El Gobierno de Pedro Sánchez prohíbe el tránsito de aeronaves que participen en el conflicto bélico, buscando preservar la neutralidad y la seguridad nacional.
En un movimiento de gran calado geopolítico, el Gobierno de España ha decretado este 30 de marzo de 2026 el cierre total de su espacio aéreo a cualquier vuelo de aeronaves —tanto de transporte como de combate— que participen directamente en las operaciones militares relacionadas con la guerra de Irán. La medida busca evitar que el territorio español sea utilizado como plataforma logística o de tránsito en una escalada bélica que amenaza la estabilidad de Oriente Próximo.

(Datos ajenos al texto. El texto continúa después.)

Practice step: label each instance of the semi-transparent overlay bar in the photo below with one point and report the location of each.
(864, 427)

Neutralidad y seguridad nacional
La decisión, coordinada entre los ministerios de Asuntos Exteriores, Defensa y Transportes, responde a la voluntad de España de desvincularse de cualquier acción ofensiva en el conflicto iraní. Según fuentes gubernamentales, esta restricción se aplica de forma estricta a:
- Vuelos de combate: Aviones de guerra de las naciones beligerantes.
- Logística militar: Aviones de carga que transporten armamento, munición o suministros estratégicos destinados al frente.

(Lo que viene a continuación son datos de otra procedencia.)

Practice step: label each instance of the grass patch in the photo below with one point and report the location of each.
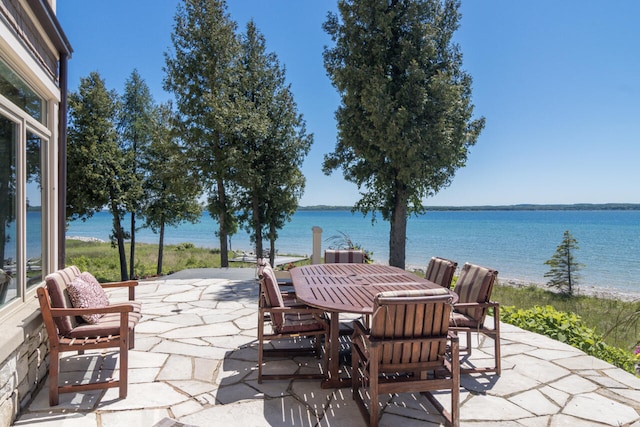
(618, 322)
(102, 260)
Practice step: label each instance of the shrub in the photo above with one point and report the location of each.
(568, 328)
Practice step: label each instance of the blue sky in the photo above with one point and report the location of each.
(557, 82)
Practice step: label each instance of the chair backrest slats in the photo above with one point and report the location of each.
(441, 271)
(475, 285)
(410, 315)
(332, 256)
(272, 294)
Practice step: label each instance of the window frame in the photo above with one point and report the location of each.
(27, 124)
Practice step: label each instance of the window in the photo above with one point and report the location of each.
(34, 209)
(23, 180)
(20, 94)
(8, 214)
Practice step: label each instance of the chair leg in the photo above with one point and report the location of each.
(54, 370)
(260, 346)
(373, 391)
(124, 368)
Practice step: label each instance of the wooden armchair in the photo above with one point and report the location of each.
(441, 271)
(332, 256)
(78, 329)
(289, 321)
(474, 287)
(407, 349)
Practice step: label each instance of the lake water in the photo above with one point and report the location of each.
(516, 243)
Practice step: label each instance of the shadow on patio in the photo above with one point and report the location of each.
(195, 362)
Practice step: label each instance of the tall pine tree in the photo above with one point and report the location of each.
(405, 122)
(134, 125)
(97, 173)
(271, 143)
(563, 273)
(199, 72)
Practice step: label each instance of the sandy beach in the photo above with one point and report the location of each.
(592, 291)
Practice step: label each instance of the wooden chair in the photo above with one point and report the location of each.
(67, 331)
(407, 349)
(288, 322)
(332, 256)
(474, 287)
(441, 271)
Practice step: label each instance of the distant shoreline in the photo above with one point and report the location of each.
(518, 207)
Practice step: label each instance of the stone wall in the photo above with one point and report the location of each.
(24, 367)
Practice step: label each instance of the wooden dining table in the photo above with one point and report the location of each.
(348, 288)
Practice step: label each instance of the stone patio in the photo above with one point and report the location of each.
(194, 363)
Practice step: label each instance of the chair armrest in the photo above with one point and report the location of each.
(476, 304)
(359, 329)
(294, 310)
(131, 284)
(114, 308)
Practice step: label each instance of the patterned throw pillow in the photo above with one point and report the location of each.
(84, 294)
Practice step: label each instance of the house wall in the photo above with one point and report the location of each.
(23, 361)
(32, 47)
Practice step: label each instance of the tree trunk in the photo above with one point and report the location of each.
(160, 248)
(119, 235)
(398, 232)
(223, 234)
(257, 224)
(132, 250)
(272, 246)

- Suministro de combustible: Operaciones de reabastecimiento en vuelo dentro de la zona de control aérea española (FIR).
Impacto en las rutas internacionales
El cierre del cielo español supone un importante contratiempo para las potencias implicadas, ya que España es un puente estratégico esencial entre el Atlántico y el Mediterráneo. Esta prohibición obligará a las fuerzas aéreas de terceros países a rediseñar sus rutas de despliegue, buscando corredores alternativos que eviten la península ibérica, las islas Canarias y Baleares.

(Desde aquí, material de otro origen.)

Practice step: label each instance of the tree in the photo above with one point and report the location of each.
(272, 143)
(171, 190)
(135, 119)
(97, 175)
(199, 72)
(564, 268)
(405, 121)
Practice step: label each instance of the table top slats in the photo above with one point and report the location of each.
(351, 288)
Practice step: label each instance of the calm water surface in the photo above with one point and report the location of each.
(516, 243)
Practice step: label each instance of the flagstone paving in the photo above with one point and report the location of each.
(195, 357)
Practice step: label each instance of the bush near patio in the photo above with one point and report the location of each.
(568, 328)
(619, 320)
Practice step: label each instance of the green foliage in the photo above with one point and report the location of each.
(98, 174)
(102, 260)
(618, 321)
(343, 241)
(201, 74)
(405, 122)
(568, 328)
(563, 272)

«España actúa en coherencia con el Derecho Internacional, priorizando la desescalada y la protección de su integridad territorial», señalan fuentes del Ejecutivo.
Vigilancia reforzada por el Ejército del Aire
Para garantizar el cumplimiento de este decreto, el Ejército del Aire y del Espacio ha elevado su estado de alerta. Los sistemas de vigilancia radar y los cazas de interceptación (Eurofighter y F-18) monitorizan en tiempo real cualquier incursión no autorizada.
Hasta el momento, no se han registrado incidentes de violación de la soberanía aérea, aunque el Gobierno ha advertido de que cualquier aeronave sospechosa de incumplir la prohibición será escoltada fuera del espacio soberano o se le denegará el permiso de sobrevuelo de forma inmediata.